На этот раз я решил особо тщательно осмотреть площадку — на предмет былых посещений и склоны — на предмет удобства подъёма; вполне вероятно, что на вершине сидеть придётся долго. Да ещё в темноте, так что сюрпризы мне не нужны. Ни в виде злонамеренного лазутчика, ни в виде дикого зверя. Кто его знает, может, тут и барсы есть. Как выяснилось, доступный для восхождения склон всего один, по нему и поднимался. Очень хорошо, не придётся крутить головой и в темноте вниз заглядывать по всем сторонам. Следов праздного пребывания людей я не обнаружил, никто не разжигал на вершине костёр, не вытоптал тропинок или площадок отдыха. Не развит туризм в этом мире, не развит.
Но люди тут всё-таки бывали, и забирались они на гору со специальным интересом.

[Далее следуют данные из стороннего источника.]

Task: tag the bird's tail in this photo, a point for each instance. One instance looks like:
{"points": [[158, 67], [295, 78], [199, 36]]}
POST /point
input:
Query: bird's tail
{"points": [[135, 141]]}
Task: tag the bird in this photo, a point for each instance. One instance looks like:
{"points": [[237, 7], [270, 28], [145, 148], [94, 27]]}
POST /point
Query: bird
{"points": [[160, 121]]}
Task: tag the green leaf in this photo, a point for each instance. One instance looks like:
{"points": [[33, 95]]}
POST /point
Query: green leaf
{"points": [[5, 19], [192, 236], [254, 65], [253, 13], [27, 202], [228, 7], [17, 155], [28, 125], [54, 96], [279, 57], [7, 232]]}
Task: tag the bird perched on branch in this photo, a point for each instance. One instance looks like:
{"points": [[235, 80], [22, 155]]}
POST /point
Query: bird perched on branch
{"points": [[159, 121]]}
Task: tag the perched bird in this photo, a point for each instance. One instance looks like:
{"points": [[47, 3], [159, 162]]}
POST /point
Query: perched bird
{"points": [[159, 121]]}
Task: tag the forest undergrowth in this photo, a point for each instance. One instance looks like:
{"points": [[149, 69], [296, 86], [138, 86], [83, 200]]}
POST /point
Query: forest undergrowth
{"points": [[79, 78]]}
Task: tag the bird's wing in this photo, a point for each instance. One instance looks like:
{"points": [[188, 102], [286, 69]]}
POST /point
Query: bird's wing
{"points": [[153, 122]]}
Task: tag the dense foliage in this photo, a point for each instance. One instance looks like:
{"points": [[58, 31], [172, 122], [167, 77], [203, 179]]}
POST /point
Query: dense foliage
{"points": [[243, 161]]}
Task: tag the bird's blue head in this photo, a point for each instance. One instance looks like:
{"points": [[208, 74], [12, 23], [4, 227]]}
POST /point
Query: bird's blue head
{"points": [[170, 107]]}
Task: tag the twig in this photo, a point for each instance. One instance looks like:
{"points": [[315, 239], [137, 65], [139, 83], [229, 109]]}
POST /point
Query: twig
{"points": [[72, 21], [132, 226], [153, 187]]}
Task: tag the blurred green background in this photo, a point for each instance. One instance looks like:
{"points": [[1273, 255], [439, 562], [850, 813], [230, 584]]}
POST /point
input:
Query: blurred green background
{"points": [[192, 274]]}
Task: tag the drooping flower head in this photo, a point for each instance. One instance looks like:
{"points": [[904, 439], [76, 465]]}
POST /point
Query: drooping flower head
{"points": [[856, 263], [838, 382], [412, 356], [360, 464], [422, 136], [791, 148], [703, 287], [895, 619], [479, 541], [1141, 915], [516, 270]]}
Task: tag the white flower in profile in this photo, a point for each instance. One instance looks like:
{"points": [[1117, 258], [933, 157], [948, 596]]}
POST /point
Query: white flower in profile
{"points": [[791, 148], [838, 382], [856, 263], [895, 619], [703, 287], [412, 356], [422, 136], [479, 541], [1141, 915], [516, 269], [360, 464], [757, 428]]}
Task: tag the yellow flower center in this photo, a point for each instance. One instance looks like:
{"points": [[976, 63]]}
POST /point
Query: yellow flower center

С обратной стороны самой крайней к восточному склону сосны висела длинная медная проволока в тёмно-синей оболочке. Нижний конец её был заботливо обмотан вокруг дерева, чтобы не болтался под ветром, верхний закреплён на самой вершине дерева. Не поленился кто-то, вскарабкался по почти голому стволу — непростое это занятие, скажу вам. Я смогу подняться по такому дереву, но нужен специальный ремень, да и обувку желательно бы другую, лучше с триконями. А вот 'в обхват', по-обезьяньи, как это делают юркие таёжные мальчишки, не по силам, вес уже не тот… Смелые ребята тут работали, даже безбашенные. Сама сосна — метров пятнадцать ввысь, так она ещё и над обрывом нависает. Жутковато. Но выбор мне понятен, ствол годный для подъёма.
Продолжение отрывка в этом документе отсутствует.